Sentimental Education, by Gustave Flaubert

Intro

Set around the 1848 Revolution in Paris, this novel is a lesson on what literature does with history. If any novel proves the Marxist theory that ideology distorts reality, this is it. Just think: the Communist Manifesto was written just before these events, but what does the hero do? Join the revolution? Join the counter-revolution? Or just chase after a married woman, get drunk, and sleep with a courtesan?

Take a wild guess.

Quote

"Oh, the upper classes!" sneered the Socialist. "To begin with there aren't any upper classes; only the heart ennobles. It isn't charity we want, you see, it's equality, and a just division of material goods."
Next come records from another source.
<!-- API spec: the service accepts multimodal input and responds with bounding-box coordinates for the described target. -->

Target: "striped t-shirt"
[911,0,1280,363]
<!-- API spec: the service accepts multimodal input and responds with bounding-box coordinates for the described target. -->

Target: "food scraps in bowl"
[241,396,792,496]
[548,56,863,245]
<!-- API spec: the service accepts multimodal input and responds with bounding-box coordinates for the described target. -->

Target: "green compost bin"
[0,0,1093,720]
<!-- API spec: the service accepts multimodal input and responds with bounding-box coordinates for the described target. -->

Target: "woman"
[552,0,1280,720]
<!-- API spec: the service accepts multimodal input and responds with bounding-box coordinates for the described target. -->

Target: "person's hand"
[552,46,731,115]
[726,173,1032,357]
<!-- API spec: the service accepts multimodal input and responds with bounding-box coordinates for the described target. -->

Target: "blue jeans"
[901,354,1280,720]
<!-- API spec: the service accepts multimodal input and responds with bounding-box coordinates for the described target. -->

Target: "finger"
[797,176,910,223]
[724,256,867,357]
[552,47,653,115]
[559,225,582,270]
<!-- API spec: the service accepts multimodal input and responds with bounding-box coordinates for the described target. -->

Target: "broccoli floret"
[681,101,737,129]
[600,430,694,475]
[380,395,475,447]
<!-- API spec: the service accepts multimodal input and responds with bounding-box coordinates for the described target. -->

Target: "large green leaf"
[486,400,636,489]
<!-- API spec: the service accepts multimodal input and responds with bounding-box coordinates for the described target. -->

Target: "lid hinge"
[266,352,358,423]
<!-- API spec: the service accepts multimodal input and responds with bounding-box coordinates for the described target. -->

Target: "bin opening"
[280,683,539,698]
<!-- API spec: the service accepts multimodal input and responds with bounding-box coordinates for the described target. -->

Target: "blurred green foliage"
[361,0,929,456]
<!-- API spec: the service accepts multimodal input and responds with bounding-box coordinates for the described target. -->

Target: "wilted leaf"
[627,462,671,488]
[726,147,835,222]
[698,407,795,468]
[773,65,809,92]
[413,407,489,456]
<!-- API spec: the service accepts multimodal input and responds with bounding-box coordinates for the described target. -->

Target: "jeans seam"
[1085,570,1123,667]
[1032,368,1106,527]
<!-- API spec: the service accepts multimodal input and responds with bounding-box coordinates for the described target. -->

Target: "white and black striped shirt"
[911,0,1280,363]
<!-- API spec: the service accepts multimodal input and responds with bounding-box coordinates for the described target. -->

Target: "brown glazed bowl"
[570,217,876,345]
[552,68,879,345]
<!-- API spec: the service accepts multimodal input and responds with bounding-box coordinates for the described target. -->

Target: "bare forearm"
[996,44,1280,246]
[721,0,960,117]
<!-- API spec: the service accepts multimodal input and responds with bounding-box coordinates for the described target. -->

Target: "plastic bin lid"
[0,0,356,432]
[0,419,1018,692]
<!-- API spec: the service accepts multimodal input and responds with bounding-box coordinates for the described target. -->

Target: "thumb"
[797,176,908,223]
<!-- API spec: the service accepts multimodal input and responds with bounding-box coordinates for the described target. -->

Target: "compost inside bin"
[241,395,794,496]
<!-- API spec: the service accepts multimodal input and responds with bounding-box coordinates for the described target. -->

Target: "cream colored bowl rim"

What he asked for was that the worker should be able to become a capitalist, just as the private soldier could become a colonel.

Analysis

For Marxists, politics is the answer. For Flaubert, politics was as ineffective as art.

Here the Socialist (a form of pre-Communist, before the big political parties of the 20th century) is both reasonable and absurd. He reasonably wants justice, but he ridiculously thinks of it as a free promotion for everyone. Now, how exactly would that work?

Here is literature's revenge on politics: the novel is way much more flexible than the short speeches and pamphlets that politics uses to communicate.

Marxist critics try to have the best of both worlds. They work hard to maintain their political angle, but they also try to do that with the same subtlety as the literature they analyze. Maybe that's why Fredric James uses such long words?